The Liberal-CSU conflict harks back to the days when both conservative parties -- the Bavarian CSU and its sister CDU in the rest of West Germany -- opposed the ``Ostpolitik'' introduced by the then Social Democratic-Liberal coalition in the 1970s.
The argument simmered down when the Liberals switched sides and brought the conservatives to power in 1982 -- and when Dr. Strauss himself became a major actor in d'etente by arranging for loans to East Germany by (primarily) Bavarian banks two years back.
In that period, representatives of postwar German refugees from areas that were taken from Germany and given to Poland kept up the accusations that Mr. Genscher was too soft in not pressing claims for an eastward revision of the Polish-East German border. The big gun of Franz Josef Strauss was himself silent, however -- until Strauss rejoined the refugees this summer in scoring Genscher's d'etente.
Both Strauss and the refugees took particular offense at Genscher's use of the adjective ``new'' in describing West German goals in Ostpolitik.
This past weekend Strauss also twisted the knife by noting his own interest in becoming foreign minister; no one, he said, has a ``permanent'' claim on the Foreign Ministry.
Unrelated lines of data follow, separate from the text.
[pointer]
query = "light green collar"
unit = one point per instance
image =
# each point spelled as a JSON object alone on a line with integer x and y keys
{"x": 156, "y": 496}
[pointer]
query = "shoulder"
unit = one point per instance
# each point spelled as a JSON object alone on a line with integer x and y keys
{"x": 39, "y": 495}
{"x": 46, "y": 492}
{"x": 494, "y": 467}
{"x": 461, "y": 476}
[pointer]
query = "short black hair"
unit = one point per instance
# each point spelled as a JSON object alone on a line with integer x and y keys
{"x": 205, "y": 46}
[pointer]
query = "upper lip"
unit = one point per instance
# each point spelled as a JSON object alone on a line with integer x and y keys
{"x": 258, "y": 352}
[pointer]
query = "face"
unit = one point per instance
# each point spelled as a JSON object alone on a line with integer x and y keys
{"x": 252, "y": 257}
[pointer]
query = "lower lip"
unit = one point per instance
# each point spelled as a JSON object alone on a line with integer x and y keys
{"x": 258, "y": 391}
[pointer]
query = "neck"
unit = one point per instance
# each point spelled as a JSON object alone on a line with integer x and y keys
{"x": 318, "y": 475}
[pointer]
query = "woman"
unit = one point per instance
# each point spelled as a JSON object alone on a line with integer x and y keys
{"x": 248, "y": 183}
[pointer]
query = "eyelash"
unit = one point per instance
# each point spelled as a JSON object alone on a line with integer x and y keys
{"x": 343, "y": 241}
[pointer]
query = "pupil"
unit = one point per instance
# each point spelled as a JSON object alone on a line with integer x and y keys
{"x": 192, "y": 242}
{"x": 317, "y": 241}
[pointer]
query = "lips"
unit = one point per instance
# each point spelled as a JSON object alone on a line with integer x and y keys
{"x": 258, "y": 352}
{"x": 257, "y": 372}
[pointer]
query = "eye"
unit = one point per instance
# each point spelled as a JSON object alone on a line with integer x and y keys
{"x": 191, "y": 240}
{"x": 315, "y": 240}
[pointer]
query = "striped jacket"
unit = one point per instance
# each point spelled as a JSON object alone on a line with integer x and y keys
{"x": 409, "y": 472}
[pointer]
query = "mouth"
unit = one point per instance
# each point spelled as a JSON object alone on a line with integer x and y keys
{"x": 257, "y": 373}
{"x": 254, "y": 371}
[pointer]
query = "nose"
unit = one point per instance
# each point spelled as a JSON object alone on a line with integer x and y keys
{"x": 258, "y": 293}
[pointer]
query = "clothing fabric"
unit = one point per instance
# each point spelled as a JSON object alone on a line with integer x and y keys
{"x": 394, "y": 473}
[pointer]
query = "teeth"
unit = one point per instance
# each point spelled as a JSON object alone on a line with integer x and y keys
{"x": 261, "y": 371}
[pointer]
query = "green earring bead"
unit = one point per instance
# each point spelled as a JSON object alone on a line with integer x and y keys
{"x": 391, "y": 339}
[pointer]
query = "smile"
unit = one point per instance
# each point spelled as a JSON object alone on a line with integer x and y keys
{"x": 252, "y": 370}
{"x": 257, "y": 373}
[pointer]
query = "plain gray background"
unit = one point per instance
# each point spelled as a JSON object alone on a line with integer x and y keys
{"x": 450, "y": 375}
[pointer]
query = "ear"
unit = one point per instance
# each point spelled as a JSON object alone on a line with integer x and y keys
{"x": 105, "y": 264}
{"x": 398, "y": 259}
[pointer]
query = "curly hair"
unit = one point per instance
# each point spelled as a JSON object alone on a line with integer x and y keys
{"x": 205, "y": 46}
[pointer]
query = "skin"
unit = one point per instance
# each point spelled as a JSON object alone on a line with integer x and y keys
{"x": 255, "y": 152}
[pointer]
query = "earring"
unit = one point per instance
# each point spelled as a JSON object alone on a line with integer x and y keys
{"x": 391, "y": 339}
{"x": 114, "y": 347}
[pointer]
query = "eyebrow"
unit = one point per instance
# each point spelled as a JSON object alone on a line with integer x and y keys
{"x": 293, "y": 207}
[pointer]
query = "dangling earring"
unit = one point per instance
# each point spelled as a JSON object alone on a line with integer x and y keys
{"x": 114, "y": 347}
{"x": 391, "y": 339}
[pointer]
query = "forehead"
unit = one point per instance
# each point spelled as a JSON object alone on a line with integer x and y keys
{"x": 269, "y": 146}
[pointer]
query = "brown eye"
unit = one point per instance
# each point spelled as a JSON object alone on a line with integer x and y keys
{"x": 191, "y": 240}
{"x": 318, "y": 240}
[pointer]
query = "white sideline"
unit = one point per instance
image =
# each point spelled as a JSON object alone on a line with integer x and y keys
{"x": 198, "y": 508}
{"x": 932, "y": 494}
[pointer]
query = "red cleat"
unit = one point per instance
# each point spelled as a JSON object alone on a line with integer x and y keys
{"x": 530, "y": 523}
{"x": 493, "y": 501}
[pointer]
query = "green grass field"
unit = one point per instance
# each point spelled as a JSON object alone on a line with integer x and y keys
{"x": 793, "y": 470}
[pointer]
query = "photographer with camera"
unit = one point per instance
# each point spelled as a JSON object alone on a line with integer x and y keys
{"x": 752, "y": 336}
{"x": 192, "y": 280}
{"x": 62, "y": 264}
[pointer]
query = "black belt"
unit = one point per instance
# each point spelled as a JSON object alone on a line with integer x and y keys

Genscher -- who has worried that the hard-won postwar reconciliation between Bonn and Warsaw might be jeopardized by the German refugees' demands that Polish Silesia eventually revert to a reunified Germany -- did add another cautionary adjective, ``realistic,'' to modify ``d'etente policy.''
Otherwise, he didn't backtrack.
The chairmen of the three coalition parties are to get together sometime within the next few weeks to hammer out a common policy on Ostpolitik.